Among other provisions, the resolution declared that preventing Iran from acquiring a nuclear weapons capacity was “vital to the national security interests of the United States” – language that is normally used to justify military action – and “demand(ed) that the President initiate an international effort to immediately and dramatically increase the economic, political and diplomatic pressure on Iran to verifiably suspend its nuclear enrichment activities…”
Among the means it called for were “prohibiting the export to Iran of all refined petroleum products; imposing stringent inspection requirements on all persons, vehicles, ships, planes, trains and cargo entering or departing Iran; and prohibiting the international movement of all Iranian officials not involved in negotiating the suspension of Iran’s nuclear programme.”
Although the resolution’s sponsors explicitly denied it – indeed, one clause stated that “nothing in this resolution shall be construed as an authorisation of the use of force against Iran” – the resolution’s critics charged that the latter passage could be used to justify a blockade against Iran, an act of war under international law.
“Ambiguity in the text of the resolution – whether intended by its drafters or not – has led some to see it as a de-facto approval for a land, air and sea blockade of Iran, any of which could be considered an act of war,” according to Deborah DeLee, president of Americans for Peace Now (APN), a Zionist group that has long urged the administration to engage in direct talks with Tehran and that lobbied against the resolution.

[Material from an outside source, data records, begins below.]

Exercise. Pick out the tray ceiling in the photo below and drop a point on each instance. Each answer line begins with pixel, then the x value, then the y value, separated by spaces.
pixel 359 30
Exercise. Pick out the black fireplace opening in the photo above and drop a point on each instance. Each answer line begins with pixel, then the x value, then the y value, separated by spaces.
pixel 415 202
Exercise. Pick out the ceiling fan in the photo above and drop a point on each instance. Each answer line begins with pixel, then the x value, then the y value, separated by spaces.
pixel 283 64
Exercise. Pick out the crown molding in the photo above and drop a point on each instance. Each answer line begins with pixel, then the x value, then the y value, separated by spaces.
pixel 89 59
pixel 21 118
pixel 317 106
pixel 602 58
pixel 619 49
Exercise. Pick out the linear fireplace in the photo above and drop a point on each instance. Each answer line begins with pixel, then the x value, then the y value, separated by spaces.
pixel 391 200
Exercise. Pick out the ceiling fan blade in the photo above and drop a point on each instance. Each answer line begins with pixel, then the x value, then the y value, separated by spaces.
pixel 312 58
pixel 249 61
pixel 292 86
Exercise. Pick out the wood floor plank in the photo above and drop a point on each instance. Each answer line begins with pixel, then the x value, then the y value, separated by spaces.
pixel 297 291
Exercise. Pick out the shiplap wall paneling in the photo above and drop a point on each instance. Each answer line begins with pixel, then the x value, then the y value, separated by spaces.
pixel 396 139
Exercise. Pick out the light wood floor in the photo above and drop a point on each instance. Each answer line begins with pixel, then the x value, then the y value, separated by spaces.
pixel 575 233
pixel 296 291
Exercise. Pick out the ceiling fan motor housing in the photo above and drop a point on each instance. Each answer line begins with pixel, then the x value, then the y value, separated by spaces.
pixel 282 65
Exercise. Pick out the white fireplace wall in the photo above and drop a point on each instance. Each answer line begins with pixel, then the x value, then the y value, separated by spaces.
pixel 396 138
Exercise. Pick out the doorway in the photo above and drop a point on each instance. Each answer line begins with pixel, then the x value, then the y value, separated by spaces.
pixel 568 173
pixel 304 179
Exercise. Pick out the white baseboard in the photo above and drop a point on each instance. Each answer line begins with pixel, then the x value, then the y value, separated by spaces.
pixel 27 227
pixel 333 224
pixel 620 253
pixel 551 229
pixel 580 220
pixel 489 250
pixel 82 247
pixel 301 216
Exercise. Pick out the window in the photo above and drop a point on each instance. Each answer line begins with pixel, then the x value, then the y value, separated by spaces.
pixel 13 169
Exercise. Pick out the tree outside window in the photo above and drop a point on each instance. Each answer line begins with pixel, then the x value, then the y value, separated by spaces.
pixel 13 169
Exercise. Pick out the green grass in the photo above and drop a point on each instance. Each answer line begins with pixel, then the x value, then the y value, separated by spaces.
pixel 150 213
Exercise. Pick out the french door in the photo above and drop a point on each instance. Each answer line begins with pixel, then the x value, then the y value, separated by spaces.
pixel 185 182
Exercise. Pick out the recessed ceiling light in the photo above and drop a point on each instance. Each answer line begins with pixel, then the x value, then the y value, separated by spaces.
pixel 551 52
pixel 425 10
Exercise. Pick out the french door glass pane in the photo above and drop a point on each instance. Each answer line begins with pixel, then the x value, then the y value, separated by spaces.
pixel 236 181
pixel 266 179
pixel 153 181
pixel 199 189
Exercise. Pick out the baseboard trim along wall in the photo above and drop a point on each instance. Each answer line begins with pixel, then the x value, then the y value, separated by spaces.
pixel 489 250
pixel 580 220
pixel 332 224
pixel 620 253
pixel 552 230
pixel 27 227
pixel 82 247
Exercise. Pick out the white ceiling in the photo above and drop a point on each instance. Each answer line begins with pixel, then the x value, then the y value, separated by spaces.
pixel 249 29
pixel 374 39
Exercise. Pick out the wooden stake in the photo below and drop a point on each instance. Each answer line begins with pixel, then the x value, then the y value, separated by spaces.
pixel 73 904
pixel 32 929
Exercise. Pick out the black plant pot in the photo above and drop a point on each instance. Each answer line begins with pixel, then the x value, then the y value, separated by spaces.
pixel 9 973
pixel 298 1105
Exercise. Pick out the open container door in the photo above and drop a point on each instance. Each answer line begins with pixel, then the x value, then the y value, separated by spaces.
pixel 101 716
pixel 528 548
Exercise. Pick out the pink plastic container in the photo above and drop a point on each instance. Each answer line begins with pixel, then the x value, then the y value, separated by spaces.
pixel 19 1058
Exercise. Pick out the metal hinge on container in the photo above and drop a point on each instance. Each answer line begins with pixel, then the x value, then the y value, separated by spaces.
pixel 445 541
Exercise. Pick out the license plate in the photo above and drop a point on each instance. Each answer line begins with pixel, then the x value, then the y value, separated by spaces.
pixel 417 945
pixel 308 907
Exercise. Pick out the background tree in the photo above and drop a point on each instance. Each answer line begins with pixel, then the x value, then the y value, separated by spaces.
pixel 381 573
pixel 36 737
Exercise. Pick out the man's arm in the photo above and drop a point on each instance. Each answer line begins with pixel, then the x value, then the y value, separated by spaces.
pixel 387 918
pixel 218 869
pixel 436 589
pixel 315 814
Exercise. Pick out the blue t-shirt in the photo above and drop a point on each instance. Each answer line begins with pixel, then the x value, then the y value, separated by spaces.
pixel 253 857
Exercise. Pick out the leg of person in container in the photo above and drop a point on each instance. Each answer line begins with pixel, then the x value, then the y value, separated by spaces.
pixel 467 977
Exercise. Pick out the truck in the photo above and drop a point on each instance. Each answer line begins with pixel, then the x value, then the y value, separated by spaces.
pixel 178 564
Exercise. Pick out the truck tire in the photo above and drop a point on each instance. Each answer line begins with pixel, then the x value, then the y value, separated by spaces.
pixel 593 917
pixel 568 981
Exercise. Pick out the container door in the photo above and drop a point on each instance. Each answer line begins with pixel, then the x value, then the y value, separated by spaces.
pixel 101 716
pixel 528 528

Two key Democratic congressmen, who had initially co-sponsored the resolution, Reps. Robert Wexler and Barney Frank, unexpectedly defected in July, insisting that its language be changed to exclude any possibility that it could be used to justify war against Iran and to include new provisions urging Washington to directly engage Tehran.
AIPAC’s failure was particularly notable given the presence at the U.N. General Assembly in New York this week of Iranian President Mahmoud Ahmadinejad, whose repeated and predictably provocative predictions about the demise of Israel and “the American empire” have been used routinely by AIPAC to rally public and elite opinion against Tehran and underline the threat it allegedly poses.